The rumor went around that I’d given the vice principal a blow job.
Eric held out his hand, palm facing up. “Give it.”
“What?” Max’s beatific smile didn’t come equipped with a golden halo, but it was implied.
“Whatever you’ve got in your pocket,” Eric said. “Whatever you took out of Ambruster’s desk.”
“What makes you think I—”
“Excuse me?” Schwarz said, his voice quaking. “Can we get down off the roof now?”
“You can go,” Eric said. “But he’s not leaving until he puts it back.”
Schwarz stayed.
Max rolled his eyes. “You’re crazy.”
“You’re predictable.”
“Clock’s ticking,” Max said, tapping his watch. “If the guard shows up after all and catches us here …”
“It’d be a shame. But I’m not leaving until you put it back.” Eric stepped in front of the elaborate pulley system they’d rigged to lower themselves to the ground. “And you’re not either.”
“You wouldn’t risk it.”
“Try me.”
Schwarz’s skittery breathing turned into a wheeze. “I am sorry to interrupt, but I really do not think we should—”
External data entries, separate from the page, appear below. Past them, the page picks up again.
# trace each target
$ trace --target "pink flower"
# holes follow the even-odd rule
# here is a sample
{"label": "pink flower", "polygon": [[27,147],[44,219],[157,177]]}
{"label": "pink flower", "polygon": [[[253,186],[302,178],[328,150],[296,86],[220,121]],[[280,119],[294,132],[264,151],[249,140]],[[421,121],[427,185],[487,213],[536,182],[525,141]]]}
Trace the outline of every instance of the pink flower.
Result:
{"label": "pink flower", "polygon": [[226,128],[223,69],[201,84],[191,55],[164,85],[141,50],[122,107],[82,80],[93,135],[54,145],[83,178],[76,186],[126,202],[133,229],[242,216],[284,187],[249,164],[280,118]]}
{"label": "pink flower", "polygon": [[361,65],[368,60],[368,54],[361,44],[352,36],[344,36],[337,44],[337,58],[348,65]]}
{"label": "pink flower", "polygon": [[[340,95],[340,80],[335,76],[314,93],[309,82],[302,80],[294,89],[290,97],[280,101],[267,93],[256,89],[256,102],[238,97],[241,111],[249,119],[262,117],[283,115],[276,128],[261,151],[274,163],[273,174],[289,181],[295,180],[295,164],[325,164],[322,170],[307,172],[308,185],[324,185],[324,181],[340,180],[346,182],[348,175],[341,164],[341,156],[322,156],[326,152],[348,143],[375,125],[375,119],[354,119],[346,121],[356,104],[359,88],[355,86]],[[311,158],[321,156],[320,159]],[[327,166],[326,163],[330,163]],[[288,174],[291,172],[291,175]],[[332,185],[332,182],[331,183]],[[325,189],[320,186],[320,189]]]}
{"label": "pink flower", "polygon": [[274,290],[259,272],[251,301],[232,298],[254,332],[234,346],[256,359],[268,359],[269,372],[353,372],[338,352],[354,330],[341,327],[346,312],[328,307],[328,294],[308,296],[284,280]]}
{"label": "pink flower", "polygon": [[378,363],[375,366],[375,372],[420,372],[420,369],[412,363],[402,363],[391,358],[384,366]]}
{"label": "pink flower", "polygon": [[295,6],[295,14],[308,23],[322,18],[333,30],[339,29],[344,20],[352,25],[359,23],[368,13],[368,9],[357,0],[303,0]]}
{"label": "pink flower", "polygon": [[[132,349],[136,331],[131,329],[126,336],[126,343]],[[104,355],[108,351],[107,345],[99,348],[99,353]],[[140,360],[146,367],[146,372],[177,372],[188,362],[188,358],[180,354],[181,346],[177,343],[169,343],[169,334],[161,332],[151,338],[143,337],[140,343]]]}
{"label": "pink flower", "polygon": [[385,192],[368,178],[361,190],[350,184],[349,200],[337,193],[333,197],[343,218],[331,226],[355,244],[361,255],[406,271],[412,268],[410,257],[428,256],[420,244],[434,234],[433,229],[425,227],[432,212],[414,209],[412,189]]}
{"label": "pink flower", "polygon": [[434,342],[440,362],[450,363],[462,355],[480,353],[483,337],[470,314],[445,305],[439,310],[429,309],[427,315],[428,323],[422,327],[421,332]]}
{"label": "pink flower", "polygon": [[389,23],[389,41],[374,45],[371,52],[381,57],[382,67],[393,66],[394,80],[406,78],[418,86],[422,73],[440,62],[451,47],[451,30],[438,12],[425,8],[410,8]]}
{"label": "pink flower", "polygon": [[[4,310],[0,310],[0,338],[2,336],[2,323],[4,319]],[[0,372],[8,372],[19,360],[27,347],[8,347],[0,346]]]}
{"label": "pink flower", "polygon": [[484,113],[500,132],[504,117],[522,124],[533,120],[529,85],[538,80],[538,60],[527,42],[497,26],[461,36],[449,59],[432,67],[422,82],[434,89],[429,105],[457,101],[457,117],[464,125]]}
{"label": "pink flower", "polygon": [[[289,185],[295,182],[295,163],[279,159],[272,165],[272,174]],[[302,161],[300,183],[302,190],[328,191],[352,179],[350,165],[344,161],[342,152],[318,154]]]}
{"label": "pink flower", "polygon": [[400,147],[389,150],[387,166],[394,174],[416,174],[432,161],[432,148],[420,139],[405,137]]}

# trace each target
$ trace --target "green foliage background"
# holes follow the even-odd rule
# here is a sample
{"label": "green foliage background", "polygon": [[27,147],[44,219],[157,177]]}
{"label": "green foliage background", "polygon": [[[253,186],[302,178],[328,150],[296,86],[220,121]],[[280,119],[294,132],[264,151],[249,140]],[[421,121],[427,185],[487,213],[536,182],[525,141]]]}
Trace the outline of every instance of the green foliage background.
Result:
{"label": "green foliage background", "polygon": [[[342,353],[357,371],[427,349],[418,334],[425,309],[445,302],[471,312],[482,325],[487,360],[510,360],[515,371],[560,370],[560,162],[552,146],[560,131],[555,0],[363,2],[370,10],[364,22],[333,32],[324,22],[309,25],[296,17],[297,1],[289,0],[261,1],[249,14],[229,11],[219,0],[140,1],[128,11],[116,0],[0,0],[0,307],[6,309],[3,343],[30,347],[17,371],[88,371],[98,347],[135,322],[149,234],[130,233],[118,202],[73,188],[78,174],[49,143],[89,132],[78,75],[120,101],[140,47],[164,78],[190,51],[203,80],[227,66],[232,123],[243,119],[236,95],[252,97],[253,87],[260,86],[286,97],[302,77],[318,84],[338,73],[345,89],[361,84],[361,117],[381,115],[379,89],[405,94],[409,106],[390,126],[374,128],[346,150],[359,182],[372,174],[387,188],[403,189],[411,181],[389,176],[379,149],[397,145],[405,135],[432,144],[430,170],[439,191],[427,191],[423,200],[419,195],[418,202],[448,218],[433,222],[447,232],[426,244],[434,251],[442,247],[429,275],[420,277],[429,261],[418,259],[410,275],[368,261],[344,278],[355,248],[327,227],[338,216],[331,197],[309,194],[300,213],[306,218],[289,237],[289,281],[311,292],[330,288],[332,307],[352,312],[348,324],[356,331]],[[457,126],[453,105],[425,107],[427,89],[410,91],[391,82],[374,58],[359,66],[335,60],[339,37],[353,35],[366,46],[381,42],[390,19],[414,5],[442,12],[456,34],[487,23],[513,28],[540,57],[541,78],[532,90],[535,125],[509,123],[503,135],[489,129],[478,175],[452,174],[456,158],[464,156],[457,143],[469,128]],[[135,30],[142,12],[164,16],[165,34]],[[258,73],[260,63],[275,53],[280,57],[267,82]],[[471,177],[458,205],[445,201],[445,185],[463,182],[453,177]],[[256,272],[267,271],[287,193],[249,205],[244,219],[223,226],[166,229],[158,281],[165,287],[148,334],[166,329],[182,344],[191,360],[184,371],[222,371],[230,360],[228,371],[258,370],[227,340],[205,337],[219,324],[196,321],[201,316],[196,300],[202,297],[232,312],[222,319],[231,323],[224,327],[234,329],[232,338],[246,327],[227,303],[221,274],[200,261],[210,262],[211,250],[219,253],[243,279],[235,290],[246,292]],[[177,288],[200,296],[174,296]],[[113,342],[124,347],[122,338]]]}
“Schwarz!” they snapped in chorus. He shut up.
Max stared at Eric. Eric stared back.
And after a long minute of silence, Max broke.
“Fine.” It wasn’t a word so much as a full-body sigh, his entire body shivering with disgruntled surrender. He pulled a folded-up piece of paper out of his pocket.
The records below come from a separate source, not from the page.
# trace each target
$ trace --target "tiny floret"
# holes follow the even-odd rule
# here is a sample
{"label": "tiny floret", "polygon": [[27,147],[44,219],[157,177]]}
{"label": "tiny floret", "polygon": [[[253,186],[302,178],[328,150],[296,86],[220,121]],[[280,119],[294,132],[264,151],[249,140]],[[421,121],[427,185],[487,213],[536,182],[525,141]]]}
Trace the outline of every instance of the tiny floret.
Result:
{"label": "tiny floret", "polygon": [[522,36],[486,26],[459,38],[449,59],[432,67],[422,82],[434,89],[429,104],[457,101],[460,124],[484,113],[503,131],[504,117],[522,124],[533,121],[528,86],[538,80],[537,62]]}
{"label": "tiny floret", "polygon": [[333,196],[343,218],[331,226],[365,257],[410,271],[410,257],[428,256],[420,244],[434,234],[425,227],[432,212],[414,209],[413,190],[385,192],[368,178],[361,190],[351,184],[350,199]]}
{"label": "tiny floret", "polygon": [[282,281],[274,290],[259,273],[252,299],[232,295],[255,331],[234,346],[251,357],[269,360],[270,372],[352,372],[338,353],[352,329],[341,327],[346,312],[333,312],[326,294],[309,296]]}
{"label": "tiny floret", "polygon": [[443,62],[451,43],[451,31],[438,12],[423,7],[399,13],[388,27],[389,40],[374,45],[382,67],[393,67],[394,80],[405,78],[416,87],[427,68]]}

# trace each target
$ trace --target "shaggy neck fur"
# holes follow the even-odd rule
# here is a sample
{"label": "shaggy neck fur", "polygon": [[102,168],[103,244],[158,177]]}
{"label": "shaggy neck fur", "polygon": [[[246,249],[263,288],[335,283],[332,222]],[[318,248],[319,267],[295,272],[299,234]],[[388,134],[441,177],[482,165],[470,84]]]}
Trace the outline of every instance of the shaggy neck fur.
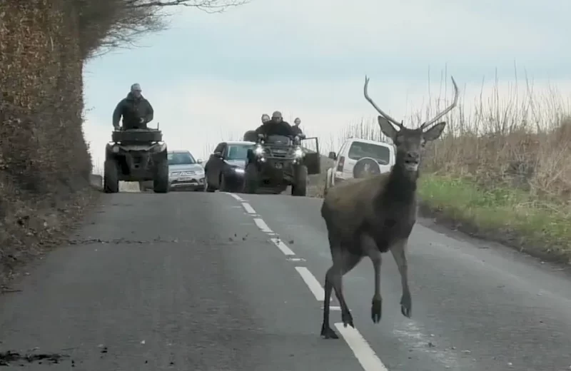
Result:
{"label": "shaggy neck fur", "polygon": [[404,156],[398,155],[395,167],[389,175],[384,192],[380,195],[381,203],[413,203],[415,199],[418,179],[418,171],[411,172],[406,170]]}

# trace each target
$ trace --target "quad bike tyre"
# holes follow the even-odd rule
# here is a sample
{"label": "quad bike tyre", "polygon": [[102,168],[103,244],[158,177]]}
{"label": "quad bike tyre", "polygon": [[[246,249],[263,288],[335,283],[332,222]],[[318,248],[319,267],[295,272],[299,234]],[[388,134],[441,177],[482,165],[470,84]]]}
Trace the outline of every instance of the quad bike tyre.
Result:
{"label": "quad bike tyre", "polygon": [[244,192],[256,193],[258,191],[258,169],[255,163],[248,163],[246,166],[244,174]]}
{"label": "quad bike tyre", "polygon": [[300,165],[294,171],[295,183],[291,186],[291,195],[305,196],[308,192],[308,167]]}
{"label": "quad bike tyre", "polygon": [[119,169],[116,161],[105,161],[103,166],[103,189],[106,193],[116,193],[119,191]]}
{"label": "quad bike tyre", "polygon": [[156,174],[153,180],[153,190],[155,193],[167,193],[168,188],[168,163],[163,161],[157,166]]}

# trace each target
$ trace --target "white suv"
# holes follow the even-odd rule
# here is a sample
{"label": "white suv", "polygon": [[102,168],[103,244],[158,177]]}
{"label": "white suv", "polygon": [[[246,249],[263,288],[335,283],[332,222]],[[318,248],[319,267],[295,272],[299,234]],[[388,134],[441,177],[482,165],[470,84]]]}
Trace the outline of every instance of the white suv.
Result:
{"label": "white suv", "polygon": [[345,141],[339,152],[329,153],[329,158],[335,161],[333,168],[327,169],[325,191],[337,183],[356,178],[355,164],[358,161],[375,163],[378,168],[372,173],[388,173],[395,165],[395,147],[385,142],[352,138]]}

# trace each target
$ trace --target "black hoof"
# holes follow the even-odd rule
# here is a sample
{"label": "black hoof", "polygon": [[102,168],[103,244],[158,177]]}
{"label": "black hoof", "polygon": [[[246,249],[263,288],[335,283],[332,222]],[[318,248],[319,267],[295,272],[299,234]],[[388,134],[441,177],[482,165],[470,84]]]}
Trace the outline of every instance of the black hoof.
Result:
{"label": "black hoof", "polygon": [[410,298],[410,293],[403,294],[403,298],[400,298],[400,312],[407,318],[410,318],[413,312],[413,300]]}
{"label": "black hoof", "polygon": [[341,314],[341,320],[343,322],[343,327],[346,327],[348,325],[353,328],[355,328],[355,325],[353,324],[353,316],[351,315],[351,312],[348,310]]}
{"label": "black hoof", "polygon": [[373,323],[378,323],[380,322],[382,303],[380,299],[378,300],[373,299],[373,304],[370,306],[370,317]]}
{"label": "black hoof", "polygon": [[323,339],[338,339],[339,337],[337,335],[333,329],[330,327],[328,325],[323,325],[321,326],[321,337]]}

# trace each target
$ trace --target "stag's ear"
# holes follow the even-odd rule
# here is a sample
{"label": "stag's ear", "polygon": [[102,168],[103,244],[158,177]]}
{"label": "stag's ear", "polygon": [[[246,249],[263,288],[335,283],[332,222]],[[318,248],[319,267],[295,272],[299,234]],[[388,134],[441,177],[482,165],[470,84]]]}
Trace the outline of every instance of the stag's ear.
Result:
{"label": "stag's ear", "polygon": [[437,123],[430,129],[425,131],[423,133],[423,138],[424,138],[424,140],[426,141],[434,141],[435,139],[437,139],[439,136],[440,136],[440,134],[442,134],[442,131],[444,130],[445,126],[446,126],[445,121]]}
{"label": "stag's ear", "polygon": [[379,126],[380,126],[380,131],[383,133],[394,140],[397,137],[397,129],[390,123],[390,121],[382,116],[378,116],[378,121]]}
“Next week’s test questions?” Eric guessed.
Max grunted. “And the password to his grading database. You know how much I could make off this?”
“Do I care?”
Max sighed again and began folding and unfolding the sheet of paper. “So how’d you know?”
“I know you,” Eric said.
“And just this once, couldn’t we …”
Eric shook his head. “Put it back where you got it.”
“You’re a sick, sick man, Eric,” Max said. “You want to know why?”
“Let me think … no.”
“It’s this moralistic right/wrong bullshit. It’s like you’re infected. Don’t do this, don’t do that. Thou shalt not steal the test answers. Thou shalt not sell thine term papers and make a shitload. Thou shalt not do anything. It’s a freaking disease.”
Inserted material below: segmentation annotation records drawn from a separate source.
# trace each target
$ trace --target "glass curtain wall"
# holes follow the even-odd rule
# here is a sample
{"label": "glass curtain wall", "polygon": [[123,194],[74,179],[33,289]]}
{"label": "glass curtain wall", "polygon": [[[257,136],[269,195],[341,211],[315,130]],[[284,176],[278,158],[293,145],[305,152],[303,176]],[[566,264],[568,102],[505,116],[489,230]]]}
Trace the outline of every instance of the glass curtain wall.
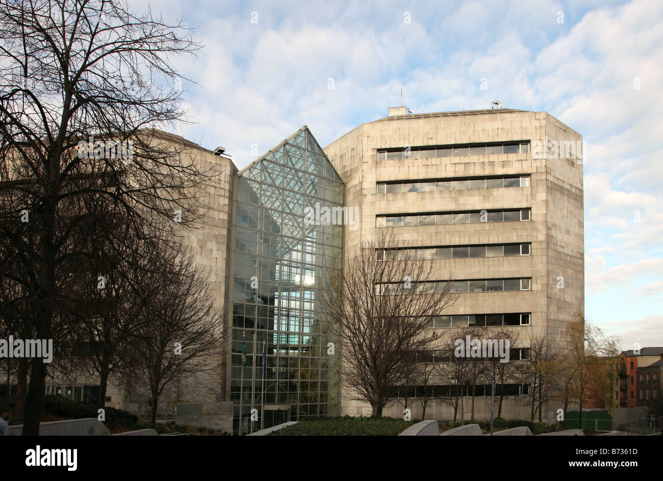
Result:
{"label": "glass curtain wall", "polygon": [[343,183],[304,127],[240,172],[237,187],[233,431],[335,415],[337,364],[319,295],[322,276],[341,268],[343,227],[309,225],[304,215],[342,207]]}

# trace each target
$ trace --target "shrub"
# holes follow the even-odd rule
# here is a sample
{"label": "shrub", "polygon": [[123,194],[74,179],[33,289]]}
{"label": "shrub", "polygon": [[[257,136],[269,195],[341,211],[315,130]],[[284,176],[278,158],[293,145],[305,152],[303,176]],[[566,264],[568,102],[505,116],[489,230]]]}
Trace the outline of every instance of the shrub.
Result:
{"label": "shrub", "polygon": [[396,436],[415,422],[393,417],[305,417],[297,424],[280,429],[270,435]]}

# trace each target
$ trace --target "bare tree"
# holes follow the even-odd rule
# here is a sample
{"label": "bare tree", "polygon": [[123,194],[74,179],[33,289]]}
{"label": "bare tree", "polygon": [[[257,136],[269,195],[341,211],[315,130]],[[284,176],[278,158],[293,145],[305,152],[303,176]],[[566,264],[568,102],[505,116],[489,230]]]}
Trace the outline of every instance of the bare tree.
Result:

Eric had heard the speech before, and he finally had his comeback ready. “Oh yeah? I hope it’s not an STD, or I might have given it to your mother last night.”
Schwarz snorted back a laugh, and Max, groaning, shook his head in disgust. “First of all, I think the term you’re looking for is yo mama,” he said. “Second of all …” He pulled out his cell phone and pretended to take a call. “It’s Comedy Central. They say don’t quit your day job.”
“Put the test answers back, Max.”
Max glared at Eric, but slid the paper back into Ambruster’s desk. “If you’d just get over it, we’d be rich by now.”
“If I didn’t say no once in a while, we’d be in prison by now.”
“Excuse me?” Schwarz began again, timidly.
Once again, the answer came back angry and in unison. “What?”
Schwarz spread his arms to encompass their masterpiece, the orderly silhouettes of desk after desk, the inspirational posters blowing in the wind. “It is beautiful, isn’t it?”
It was.
Three proud smiles. Three quiet sighs. And one silent look exchanged among them, confirming that they all agreed: Whatever the risk, whatever their motives, whatever the consequences, this moment was worth it.
“Now can we please get off the roof?” Schwarz led the way down, holding his breath until his feet brus
hed grass. And a moment later, the three of them disappeared into the night.
It was their final dry run, their final game in the minor leagues. Max was the only one who knew it, because Max already had the plan crawling through his mind, the idea he couldn’t let go. He hadn’t said anything yet, but he would, soon—because up on that roof, he decided it was time. The hack on Dr. Evil had gone so effortlessly, with almost a hint of boredom. It was child’s play, and Max was getting tired of toys.
He knew the idea was worthy.
He knew the plan was ready—and so were they.
I wasn’t there, of course. But I’ve pieced it together, tried to sift the truth from the lies, eliminate the contradictions. And I’ve tried to be a faithful reporter of the facts, even the ones that don’t make me look very good.
Maybe even especially those.
The three of them agreed not to broadcast what they’d done. But much as I know now, close as I’ve gotten to the center of things, I’m still not one of them, not really. And that means that I never agreed to anything. I’m not bound. I can do what I want—and I want to speak.